Quand, oralement ou par écrit, nous invitons les gens qui mènent une vie mauvaise à se convertir, observe Origène[1], que nous les exhortons à changer de sentiments et à améliorer leur âme, alors Celse dénature notre attitude et prétend que nous enseignons que Dieu n’a été envoyé que pour les pécheurs[2]. Il demande : « Pourquoi n’a-t-il pas été envoyé à ceux qui sont exempts de péché ? Est-ce donc un mal que de n’avoir pas commis de péché ? » Voici notre réponse : si, par ceux qui sont « exempts de péché », Celse entend ceux qui ne pèchent plus, alors Jésus, notre Sauveur, a été envoyé pour eux aussi, mais non à titre de médecin. Si, au contraire, il fait allusion à ceux qui n’ont jamais péché — car ses expressions ne sont pas bien claires — nous déclarons qu’il est impossible qu’il y ait un homme qui n’ait jamais péché en ce sens-là, excepté Celui qui parut en la personne de Jésus et « ne commit jamais le péché[3] ».

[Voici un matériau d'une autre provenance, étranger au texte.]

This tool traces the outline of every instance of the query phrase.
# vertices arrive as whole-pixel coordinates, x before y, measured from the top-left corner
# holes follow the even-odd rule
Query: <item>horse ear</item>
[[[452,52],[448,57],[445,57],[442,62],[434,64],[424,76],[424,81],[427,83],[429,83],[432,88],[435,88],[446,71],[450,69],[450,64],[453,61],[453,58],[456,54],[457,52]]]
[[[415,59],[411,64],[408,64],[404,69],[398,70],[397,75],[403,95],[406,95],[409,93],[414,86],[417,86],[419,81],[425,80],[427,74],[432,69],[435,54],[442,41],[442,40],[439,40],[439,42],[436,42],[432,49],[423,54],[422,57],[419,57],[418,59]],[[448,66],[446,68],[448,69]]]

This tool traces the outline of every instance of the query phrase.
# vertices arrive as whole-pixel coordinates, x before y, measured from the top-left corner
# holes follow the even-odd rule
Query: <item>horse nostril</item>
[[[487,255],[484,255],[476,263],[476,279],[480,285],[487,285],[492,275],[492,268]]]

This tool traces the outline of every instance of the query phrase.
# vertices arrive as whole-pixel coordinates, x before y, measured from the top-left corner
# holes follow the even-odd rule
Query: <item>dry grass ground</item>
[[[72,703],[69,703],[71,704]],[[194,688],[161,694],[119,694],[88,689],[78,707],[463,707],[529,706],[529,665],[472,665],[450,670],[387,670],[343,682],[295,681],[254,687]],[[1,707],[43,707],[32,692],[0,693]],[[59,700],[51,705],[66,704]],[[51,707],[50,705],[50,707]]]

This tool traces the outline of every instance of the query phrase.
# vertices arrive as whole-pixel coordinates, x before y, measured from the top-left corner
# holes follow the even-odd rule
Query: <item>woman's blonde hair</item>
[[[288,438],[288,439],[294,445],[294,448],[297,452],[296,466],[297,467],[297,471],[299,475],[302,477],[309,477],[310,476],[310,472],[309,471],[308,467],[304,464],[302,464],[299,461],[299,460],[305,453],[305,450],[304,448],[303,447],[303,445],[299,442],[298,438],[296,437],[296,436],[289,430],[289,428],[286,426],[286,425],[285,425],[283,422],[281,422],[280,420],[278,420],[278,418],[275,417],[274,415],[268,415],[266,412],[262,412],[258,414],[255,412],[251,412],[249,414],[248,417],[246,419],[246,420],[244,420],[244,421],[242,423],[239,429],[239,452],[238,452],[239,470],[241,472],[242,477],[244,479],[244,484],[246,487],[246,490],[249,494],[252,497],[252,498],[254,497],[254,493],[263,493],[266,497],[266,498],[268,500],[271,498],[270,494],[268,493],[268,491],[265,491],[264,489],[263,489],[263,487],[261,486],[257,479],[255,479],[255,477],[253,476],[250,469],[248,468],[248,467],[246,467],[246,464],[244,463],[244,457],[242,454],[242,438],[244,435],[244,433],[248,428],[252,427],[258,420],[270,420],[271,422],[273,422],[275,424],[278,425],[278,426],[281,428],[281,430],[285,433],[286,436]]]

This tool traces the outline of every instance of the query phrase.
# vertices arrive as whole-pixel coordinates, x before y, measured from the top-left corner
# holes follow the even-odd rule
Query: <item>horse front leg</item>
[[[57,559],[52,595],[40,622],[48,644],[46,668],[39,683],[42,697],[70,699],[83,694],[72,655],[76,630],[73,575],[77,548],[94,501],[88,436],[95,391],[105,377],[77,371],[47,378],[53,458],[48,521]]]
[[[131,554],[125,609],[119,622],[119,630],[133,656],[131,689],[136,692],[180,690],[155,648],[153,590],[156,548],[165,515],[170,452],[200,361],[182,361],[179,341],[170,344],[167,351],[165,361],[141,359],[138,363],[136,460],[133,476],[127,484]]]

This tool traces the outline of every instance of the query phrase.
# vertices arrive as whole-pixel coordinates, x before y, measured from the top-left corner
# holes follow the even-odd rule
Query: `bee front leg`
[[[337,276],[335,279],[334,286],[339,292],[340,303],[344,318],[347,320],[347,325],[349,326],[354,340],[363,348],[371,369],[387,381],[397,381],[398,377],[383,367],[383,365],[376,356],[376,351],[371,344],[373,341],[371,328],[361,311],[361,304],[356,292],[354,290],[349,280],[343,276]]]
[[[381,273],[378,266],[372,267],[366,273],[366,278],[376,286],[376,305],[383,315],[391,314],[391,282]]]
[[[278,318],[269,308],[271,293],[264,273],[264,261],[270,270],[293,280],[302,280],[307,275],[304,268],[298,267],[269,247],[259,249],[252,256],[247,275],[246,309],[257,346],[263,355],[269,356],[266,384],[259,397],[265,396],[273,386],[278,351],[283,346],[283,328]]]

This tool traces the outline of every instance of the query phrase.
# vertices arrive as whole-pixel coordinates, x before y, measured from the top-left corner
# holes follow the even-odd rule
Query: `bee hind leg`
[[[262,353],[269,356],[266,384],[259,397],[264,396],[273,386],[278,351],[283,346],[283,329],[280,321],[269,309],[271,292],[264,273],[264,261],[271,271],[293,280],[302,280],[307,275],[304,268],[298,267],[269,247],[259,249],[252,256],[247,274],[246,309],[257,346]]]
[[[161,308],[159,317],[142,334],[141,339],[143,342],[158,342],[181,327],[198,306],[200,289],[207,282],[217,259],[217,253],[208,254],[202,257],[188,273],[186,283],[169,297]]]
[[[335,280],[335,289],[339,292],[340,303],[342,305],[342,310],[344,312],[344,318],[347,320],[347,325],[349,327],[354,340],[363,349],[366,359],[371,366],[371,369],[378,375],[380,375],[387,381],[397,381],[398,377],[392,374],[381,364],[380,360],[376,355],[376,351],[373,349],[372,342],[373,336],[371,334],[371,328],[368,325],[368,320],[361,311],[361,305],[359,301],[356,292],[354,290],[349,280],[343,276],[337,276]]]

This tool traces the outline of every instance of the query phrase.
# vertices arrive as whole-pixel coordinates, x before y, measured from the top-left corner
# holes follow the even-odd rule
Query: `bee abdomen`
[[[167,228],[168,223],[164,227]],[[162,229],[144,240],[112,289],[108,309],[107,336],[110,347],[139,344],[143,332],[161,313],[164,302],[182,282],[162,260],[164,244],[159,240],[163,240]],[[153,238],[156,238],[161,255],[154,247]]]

Enfin, pour combattre « l’anthropocentrisme » chrétien[4], le rôle prépondérant attribué à l’homme dans l’ensemble de la création, Celse se livrait à de longues et paradoxales comparaisons entre l’homme et l’animal, opposant par exemple la cité organisée, policée, des abeilles à la tumultueuse cité humaine ; attribuant aux fourmis le langage et une sorte de piété filiale à l’endroit du « tombeau de leurs ancêtres », aux aigles et aux serpents une intuition thérapeutique qui leur permettrait de repérer à l’usage de leurs petits certains remèdes efficaces, aux oiseaux une sorte d’intimité avec Dieu, dont ils décèlent les volontés par les signes qu’ils fournissent à l’art divinatoire, aux éléphants un respect exceptionnel de la sainteté du serment et de la

  1. III, 62.
  2. Cf. Saint Matthieu, IX, 11-13 ; Saint Marc, II, 15-17 ; Saint Luc, V, 30-32.
  3. Cf. I Pierre, II, 22.
  4. Et qui avait été stoïcien, avant de devenir chrétien.